Pearl will be in addition establishing a link with Le Magasin in Lewes (the first donor to sign up there last year when I launched the Plan Zheroes intiative in Lewes) who have agreed to supply the Lewes Food Bank one of 3 in the town supported by Mayor, Ruth O’Keefe.
Research shows that for every £1 invested in a community, there is an £11 social, environmental and economic return, with savings to the benefits bill, health services and a reduction in crime reoffending.
Let me share one initiative just getting off the ground which I think deserves our support.
Sue Saunders of St Andrews School Hove is one of a growing number of parents who are concerned about the increasing levels of obesity among our young children.
She (and I) bemoan the growth of fast food, TV dinners and the lack of culinary skills among the population. Austerity and consumerism are forcing both parents to work which is impacting family time and conversations over food which is where much social interaction occurs.
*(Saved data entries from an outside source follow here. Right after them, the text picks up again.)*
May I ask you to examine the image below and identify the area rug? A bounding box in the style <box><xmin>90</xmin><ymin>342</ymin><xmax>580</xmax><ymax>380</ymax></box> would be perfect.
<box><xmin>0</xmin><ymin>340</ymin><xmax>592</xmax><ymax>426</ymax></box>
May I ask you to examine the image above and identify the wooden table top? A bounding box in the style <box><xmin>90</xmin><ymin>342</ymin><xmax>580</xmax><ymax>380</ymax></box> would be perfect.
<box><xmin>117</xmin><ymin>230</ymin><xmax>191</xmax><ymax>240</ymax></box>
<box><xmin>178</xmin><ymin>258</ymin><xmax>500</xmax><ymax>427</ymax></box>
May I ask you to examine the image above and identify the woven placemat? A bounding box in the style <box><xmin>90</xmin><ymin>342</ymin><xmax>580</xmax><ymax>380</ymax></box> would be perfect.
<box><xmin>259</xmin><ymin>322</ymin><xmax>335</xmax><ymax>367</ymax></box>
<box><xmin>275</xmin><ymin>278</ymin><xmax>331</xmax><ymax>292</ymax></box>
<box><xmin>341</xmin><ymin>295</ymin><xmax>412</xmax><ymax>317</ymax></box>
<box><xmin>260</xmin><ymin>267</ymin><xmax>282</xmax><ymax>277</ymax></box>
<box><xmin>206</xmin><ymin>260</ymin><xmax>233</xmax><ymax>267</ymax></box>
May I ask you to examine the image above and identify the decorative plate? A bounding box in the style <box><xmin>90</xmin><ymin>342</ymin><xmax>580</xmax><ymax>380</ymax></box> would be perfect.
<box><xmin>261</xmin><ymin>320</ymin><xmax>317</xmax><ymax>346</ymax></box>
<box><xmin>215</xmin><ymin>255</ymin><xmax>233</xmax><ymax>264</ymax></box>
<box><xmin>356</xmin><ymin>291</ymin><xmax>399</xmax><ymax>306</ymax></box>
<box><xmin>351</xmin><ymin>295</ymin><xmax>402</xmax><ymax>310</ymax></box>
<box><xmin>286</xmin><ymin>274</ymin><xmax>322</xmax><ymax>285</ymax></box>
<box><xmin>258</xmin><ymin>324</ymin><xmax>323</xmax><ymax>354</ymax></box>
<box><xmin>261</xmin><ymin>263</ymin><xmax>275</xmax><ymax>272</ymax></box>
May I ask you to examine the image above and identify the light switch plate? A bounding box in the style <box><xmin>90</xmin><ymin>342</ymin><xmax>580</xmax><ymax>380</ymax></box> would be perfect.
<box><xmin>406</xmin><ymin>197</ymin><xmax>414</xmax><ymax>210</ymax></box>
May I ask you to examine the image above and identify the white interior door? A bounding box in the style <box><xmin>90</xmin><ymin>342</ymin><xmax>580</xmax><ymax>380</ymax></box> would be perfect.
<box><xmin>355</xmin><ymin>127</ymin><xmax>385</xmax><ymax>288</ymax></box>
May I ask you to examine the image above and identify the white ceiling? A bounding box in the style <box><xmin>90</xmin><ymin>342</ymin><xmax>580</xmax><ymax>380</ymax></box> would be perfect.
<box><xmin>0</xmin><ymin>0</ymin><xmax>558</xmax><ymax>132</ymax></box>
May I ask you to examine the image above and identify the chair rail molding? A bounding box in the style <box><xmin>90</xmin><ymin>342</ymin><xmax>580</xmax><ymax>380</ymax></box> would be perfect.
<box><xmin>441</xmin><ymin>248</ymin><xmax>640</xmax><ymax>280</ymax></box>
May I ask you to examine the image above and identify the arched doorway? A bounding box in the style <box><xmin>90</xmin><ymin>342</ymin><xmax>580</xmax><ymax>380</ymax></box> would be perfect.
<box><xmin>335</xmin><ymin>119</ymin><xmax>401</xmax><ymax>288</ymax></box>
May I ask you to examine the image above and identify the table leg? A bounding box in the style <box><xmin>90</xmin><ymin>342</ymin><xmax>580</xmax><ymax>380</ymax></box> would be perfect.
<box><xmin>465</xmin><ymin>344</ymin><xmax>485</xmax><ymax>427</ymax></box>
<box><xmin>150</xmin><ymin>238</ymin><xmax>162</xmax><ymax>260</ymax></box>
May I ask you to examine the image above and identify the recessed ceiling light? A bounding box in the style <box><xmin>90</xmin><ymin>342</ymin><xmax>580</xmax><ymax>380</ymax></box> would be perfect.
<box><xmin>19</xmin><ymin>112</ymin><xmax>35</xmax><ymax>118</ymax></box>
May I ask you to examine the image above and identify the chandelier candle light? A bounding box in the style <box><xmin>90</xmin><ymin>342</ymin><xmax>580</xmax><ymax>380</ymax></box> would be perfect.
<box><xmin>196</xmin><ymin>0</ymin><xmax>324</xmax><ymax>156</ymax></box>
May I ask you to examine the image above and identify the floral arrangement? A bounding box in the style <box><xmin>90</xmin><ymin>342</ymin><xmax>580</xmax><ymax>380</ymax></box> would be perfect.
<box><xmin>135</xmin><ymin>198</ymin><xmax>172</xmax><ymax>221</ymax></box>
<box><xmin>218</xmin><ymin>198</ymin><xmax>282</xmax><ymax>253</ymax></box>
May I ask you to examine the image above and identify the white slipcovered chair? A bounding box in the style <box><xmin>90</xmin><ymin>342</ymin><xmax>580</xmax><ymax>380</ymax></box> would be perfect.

So Sue and her team are attempting to teach school children basic cookery skills so they can develop a taste for and interest in good food. Sue was there to pick up ingredients and needs a small cooker so if anyone can help here’s her email address (reproduced with her permission): firstname.lastname@example.org.
Apart from the copious amounts of food that was shared, Vera, Mei-Wah and Josie managed to sign up 3 charities to the PlanZheroes food map and registered Food Waste Collective as donors.
Perhaps the most gratifying aspect of the visit was to see the enthusiasm among everyone who was giving up their time and skills to try and make a difference to the lives of people who are less fortunate.
At a time when immigration is in the spotlight it was noticeable that the volunteers came from a wide cross section of nationalities and ethnic background where food and community support are more of an ingrained part of the social fabric.
Plan Zheroes is delighted to have been able to support the Food Waste Collective.
scores on the doors
our end of event stats:
27 volunteers + 3 pallets of surplus food x 8 hours = 19 food projects and charities happily receiving much-needed food donations.
So far, since the first event in August, we have distributed over 3 tonnes of perfectly good, healthy delicious dry goods to local projects.